【第888回】 鎖骨との十字

これまで体を十字につかう研究と技づかいの稽古をしてきた。手の十字、足の十字、腰腹の十字等である。この内、手の十字では、手首、肘、肩を支点とした十字で体と技をつかうようにしてきた。しかし、手は手首、肘、肩関節の他に胸鎖関節があるわけだが、この胸鎖関節を支点とした十字は未完であった。その理由は、胸鎖関節でどのようにして十字をつくればいいのか想像できなかったし、胸鎖関節での十字がなくとも技を結構上手く掛けられるようだったからである。

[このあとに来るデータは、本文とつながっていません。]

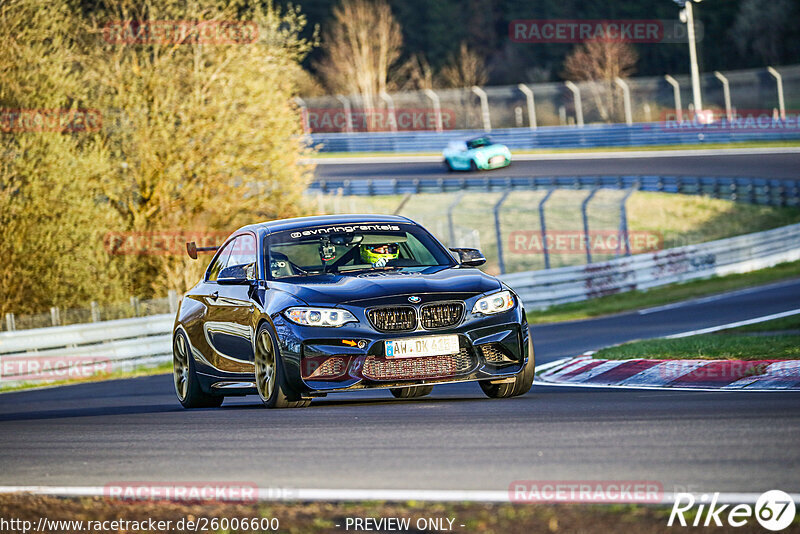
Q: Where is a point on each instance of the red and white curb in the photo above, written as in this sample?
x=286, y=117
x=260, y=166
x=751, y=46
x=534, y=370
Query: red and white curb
x=679, y=374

しかし、相手が遠慮しない、力一杯での本格的な稽古をするようになると、小手先だけの動きや力では上手くいかず、体全体の部位を余すところなくつかわなければならなくなるのである。そして手でまだつかっていない胸鎖関節に働いてもらわなければならないとなったわけである。

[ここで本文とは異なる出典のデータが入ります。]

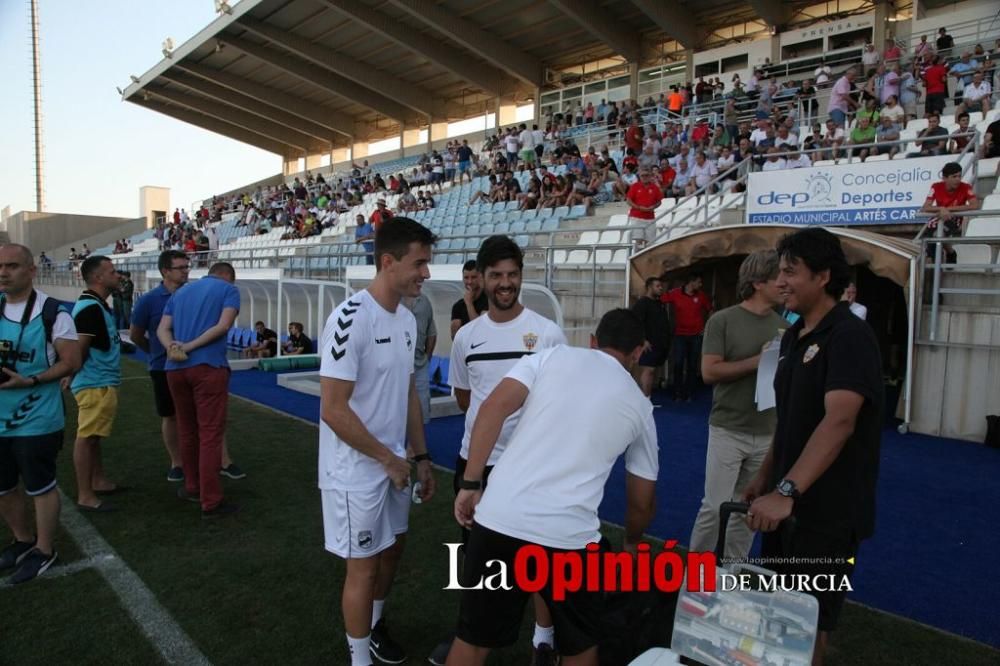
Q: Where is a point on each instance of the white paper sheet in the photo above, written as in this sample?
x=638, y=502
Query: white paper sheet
x=765, y=375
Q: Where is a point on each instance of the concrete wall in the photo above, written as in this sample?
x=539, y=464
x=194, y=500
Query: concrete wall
x=44, y=232
x=124, y=230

胸鎖関節を十字につかうということは、胸鎖関節と肩鎖関節から成る鎖骨(写真)を十字につかうということである。息を引いて鎖骨を胸鎖関節から肩鎖関節方向に伸ばす。胸を張る状態になる。この胸を張った状態で、胸鎖関節と肩鎖関節を支点として手を十字(直角)につかうのである。これまでの肩の十字からの力より強烈な力が出る。一教正面打ちで力一杯打たれても捌けるようになるようだし、諸手取呼吸法で処理できるようになるようだ。

かって有川定輝先生に教わっていた頃、何故、先生はあのような強烈で摩訶不思議な力が出せるのか分からなかったが、その一つの理由がこれだったようだ。(写真)

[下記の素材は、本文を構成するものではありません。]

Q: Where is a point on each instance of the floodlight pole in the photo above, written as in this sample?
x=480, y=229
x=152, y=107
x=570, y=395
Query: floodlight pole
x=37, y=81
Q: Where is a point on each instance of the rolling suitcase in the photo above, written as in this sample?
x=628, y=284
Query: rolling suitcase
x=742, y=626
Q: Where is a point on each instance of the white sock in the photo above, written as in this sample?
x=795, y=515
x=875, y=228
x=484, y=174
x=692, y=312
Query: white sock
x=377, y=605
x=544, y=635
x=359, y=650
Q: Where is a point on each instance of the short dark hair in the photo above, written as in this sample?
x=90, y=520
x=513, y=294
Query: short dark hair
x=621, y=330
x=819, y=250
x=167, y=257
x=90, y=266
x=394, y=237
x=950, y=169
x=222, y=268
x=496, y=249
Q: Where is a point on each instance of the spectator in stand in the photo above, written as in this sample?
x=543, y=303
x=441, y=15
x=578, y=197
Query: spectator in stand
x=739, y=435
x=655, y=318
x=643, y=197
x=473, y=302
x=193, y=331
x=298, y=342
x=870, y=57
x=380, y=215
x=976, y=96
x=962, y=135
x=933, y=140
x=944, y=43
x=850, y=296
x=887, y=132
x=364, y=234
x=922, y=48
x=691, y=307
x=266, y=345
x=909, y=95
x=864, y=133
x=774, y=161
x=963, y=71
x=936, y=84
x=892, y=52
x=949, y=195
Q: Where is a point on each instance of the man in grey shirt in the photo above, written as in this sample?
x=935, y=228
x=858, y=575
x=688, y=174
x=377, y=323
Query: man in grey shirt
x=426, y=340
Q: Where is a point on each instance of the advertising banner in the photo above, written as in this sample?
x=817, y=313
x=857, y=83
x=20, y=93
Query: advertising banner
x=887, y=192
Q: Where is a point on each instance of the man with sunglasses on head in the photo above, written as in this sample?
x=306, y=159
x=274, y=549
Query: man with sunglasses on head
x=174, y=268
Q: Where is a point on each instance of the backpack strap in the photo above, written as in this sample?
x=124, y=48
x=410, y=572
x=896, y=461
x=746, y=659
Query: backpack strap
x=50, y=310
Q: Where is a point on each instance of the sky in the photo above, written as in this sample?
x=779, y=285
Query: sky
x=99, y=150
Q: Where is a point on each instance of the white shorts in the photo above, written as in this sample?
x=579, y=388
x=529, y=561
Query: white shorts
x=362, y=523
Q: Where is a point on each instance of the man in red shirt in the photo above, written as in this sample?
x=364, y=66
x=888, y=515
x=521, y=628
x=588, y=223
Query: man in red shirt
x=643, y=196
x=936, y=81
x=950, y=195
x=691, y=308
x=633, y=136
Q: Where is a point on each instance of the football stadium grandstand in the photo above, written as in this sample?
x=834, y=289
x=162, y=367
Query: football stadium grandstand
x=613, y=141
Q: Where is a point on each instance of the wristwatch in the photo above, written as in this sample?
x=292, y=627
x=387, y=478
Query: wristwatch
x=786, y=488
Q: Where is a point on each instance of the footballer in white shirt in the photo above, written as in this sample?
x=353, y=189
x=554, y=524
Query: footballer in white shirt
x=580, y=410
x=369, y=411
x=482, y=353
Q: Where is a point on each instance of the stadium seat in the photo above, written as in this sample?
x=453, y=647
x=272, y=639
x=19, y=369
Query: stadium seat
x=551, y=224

この写真から先生は、胸鎖関節と肩鎖関節から成る鎖骨と十字で技をつかっているのがわかる。
また、有川先生のお姿を思い返してみると、先生は稽古の時だけではなく、普段でも胸を張られておられた。つまり、鎖骨を伸ばしておられた。この姿が強そうで武人だなという気持ちになったのだろう。胸を張る事は稽古の時だけではなく、日常生活でも気をつけなければならないということである。

これからは胸鎖関節と肩鎖関節から成る鎖骨と十字で体と技をつかっていくことにする。また、徒手だけではなく、剣も鎖骨との十字でつかっていくことにする。